Major Changes to the EB-5 Program Coming On November 21st, 2019
On July 23, 2019, USCIS regulations to update the Immigrant Investor Program, “EB-5 Immigrant Investor Program Modernization”, were published in the Federal Register. The new regulations amend the Department of Homeland Security (DHS) regulations governing the EB-5 immigrant investor classification and EB-5 regional center program to reflect statutory changes and modernize the EB-5 program. .

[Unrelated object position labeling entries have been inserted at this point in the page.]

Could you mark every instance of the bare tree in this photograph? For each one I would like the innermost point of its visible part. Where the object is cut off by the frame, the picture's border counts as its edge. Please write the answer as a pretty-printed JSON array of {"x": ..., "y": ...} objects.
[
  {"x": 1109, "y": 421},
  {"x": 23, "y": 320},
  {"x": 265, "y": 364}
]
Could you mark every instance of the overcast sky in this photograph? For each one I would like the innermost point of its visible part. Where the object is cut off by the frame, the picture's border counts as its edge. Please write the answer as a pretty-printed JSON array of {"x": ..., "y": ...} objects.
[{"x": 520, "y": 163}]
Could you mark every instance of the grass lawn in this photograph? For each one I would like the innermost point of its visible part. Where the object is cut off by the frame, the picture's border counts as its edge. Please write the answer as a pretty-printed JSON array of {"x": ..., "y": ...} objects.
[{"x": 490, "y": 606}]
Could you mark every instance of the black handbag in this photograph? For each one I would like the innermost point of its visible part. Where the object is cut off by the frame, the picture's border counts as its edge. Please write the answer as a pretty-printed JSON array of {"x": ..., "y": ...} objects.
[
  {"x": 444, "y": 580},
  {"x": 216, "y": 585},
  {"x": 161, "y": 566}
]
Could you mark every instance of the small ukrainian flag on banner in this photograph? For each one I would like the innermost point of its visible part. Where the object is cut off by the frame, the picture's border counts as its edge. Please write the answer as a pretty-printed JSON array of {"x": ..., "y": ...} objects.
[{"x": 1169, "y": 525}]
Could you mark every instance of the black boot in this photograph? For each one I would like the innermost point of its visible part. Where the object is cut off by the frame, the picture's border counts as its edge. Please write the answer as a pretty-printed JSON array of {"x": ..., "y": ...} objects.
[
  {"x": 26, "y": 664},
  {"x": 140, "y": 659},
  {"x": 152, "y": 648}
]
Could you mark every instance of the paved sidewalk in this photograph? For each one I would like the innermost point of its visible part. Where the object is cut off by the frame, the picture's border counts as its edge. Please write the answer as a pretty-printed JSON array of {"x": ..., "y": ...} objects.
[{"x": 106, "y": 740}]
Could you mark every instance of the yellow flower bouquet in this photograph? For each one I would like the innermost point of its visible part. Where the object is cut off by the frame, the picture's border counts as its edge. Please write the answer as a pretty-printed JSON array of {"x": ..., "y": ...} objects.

The “EB-5 Immigrant Investor Program Modernization” new regulations alter the existing EB-5 program regulations in the following ways:
The required minimum investment amount will rise to $900,000 for TEA, $1,800,000 for Non-TEA;
In some cases, EB-5 investors will be able to retain their priority date when filing a new I-526 petition if their previous project or application was denied;
Amending targeted employment area (TEA) designation criteria to effectively exclude urban areas and other highly attractive project locations from gaining TEA designation;
Centralizing TEA determination (currently TEAs are designated at a state level);
Clarifying USCIS procedures for the removal of conditions on permanent residence fulfillment;
Providing for periodic minimum investment increases going forward; and
Implementing a wide array of additional new amendments to the program
The New Rules are effective 120 days from the date of publication, which is November 21, 2019. The effective date of the regulations is accounting for Congress extending the EB-5 Program’s current sunset date of September 30, 2019. USCIS clarified that it will adjudicate investors who file a Form I-526 petition prior November 21, 2019, under the current EB-5 program rules, effectively “grandfathering” them in under the previous EB-5 regulatory framework. For this reason, it is imperative for those who are looking to complete an EB-5 investment to file an I-526 prior to November 21st, 2019.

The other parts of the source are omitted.